Parmi les navires recensés, le MV/Crete transportait 15 passagers et 11 membres d’équipage. L’Acadie a débarqué 299 voyageurs, dont 96 en transit vers Moroni, accompagnés de 16 membres d’équipage. Quant au Kea Fatima, il comptait plus de 300 passagers, mais seuls 59 étaient destinés à Ndzuani.
Le gouverneur, Dr Zaidou Youssouf, a insisté sur la nécessité d’anticiper et de coordonner la riposte sanitaire. « Après la Covid-19 et le choléra, le Mpox frappe à nos portes. Nous devons parler d’une seule voix pour éviter rumeurs et stigmatisation », a-t-il déclaré, rappelant la vulnérabilité particulière de l’île en raison de son port stratégique et des flux migratoires clandestins.
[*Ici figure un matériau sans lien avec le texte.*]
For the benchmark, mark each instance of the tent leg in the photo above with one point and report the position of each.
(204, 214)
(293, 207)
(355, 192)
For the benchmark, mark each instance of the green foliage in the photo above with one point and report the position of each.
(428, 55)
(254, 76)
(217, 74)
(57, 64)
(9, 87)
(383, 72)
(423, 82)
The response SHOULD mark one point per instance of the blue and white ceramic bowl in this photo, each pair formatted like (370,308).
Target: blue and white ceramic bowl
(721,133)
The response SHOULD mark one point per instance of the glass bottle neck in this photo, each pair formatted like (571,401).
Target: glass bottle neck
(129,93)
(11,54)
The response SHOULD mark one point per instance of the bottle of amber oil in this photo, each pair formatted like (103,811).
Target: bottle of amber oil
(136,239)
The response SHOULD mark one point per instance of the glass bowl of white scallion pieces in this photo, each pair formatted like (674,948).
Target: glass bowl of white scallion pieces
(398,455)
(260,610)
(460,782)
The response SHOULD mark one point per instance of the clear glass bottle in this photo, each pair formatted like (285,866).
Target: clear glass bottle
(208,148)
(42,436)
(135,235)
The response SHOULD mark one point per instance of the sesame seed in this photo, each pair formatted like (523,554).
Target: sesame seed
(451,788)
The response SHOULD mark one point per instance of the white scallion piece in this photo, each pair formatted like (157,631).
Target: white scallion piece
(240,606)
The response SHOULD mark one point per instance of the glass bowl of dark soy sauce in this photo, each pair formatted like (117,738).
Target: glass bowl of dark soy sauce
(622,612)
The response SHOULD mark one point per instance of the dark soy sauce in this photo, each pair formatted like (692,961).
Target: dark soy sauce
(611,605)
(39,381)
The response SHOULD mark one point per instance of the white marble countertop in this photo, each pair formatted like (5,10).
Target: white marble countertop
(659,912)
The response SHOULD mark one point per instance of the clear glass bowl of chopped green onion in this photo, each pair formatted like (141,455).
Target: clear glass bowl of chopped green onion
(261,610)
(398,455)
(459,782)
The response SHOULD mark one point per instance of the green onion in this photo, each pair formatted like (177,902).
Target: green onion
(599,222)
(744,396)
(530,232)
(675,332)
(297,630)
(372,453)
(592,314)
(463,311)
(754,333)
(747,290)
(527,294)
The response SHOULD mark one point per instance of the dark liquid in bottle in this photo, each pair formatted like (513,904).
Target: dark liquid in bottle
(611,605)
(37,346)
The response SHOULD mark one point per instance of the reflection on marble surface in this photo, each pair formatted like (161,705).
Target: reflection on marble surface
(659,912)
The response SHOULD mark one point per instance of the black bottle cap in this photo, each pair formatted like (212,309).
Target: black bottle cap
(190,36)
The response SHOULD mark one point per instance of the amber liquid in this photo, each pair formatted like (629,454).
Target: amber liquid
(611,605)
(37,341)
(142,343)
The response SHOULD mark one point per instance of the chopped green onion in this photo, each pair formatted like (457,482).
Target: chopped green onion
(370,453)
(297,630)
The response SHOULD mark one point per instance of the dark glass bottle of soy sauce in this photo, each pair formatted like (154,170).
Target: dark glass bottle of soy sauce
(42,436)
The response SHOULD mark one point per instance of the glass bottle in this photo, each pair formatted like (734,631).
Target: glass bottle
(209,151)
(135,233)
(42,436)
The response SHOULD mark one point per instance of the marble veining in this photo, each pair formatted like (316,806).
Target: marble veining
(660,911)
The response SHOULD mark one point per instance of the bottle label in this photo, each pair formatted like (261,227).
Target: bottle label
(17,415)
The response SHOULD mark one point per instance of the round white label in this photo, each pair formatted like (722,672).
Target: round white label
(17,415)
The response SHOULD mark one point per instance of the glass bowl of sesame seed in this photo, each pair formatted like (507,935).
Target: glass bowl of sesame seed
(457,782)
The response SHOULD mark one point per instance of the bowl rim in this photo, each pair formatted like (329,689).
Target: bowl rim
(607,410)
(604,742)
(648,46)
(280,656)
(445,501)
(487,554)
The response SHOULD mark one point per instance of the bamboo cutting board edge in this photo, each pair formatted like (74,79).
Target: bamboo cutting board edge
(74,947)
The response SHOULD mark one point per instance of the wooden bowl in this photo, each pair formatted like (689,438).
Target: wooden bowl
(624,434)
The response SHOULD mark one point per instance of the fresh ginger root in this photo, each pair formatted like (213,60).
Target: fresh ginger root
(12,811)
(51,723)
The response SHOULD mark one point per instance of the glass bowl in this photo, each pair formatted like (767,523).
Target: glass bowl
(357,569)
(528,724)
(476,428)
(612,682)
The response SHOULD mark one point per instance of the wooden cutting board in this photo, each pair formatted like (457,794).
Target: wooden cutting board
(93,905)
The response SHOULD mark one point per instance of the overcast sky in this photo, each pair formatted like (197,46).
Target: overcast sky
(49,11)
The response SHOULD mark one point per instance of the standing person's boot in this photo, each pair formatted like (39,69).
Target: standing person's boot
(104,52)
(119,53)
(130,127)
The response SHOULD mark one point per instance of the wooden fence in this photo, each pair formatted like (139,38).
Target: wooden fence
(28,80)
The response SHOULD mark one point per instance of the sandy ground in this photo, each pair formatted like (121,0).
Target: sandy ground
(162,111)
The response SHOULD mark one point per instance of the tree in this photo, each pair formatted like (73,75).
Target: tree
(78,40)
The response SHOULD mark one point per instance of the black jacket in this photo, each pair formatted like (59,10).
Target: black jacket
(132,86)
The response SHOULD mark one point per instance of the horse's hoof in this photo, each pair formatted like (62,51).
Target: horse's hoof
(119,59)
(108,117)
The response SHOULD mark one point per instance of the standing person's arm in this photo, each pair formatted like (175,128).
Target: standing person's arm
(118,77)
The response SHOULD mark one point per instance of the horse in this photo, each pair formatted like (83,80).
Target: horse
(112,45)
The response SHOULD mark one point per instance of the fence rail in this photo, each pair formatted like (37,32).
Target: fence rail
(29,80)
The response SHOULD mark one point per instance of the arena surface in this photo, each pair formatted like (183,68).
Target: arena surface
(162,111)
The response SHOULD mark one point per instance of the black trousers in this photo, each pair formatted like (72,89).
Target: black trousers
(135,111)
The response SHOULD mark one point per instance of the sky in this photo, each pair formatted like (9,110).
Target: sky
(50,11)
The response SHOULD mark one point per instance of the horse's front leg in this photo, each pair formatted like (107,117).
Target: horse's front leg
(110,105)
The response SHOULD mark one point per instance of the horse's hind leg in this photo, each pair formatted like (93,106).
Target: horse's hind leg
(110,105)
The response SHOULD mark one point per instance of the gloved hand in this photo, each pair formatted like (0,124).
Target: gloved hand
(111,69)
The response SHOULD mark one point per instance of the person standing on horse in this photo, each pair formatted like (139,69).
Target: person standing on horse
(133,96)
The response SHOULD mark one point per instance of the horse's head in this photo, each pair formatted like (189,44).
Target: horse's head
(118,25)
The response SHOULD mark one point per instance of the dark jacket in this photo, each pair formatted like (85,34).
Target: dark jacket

La responsable de la surveillance épidémiologique, Outiati Ahmed, a détaillé les dispositions prises : transmission des listes de passagers aux agents de santé communautaire, suivi pendant la période d’incubation pouvant atteindre 20 jours, visites sanitaires et désinfection des navires, fiches de renseignements et certificats médicaux remis aux voyageurs. Elle a averti contre l’automédication, qui pourrait aggraver les cas suspects.
La dermatologue Zahara Salim a rappelé que le Mpox peut se manifester par fièvre, douleurs musculaires et céphalées, suivies de lésions cutanées parfois confondues avec d’autres maladies dermatologiques. Elle a souligné que la maladie, généralement non mortelle si elle est diagnostiquée rapidement, peut toutefois être grave chez les personnes vulnérables : immunodéprimés, personnes âgées souffrant de pathologies chroniques, patients vivant avec le VIH ou un diabète compliqué. Dans certains cas, elle peut atteindre les yeux, les reins, la sphère ORL ou même le cerveau.
Concernant la prévention, la spécialiste a précisé que des vaccins existent mais restent réservés aux personnes à haut risque, notamment les contacts proches des cas confirmés. Contrairement à la Covid-19 ou au choléra, la vaccination n’est pas généralisée.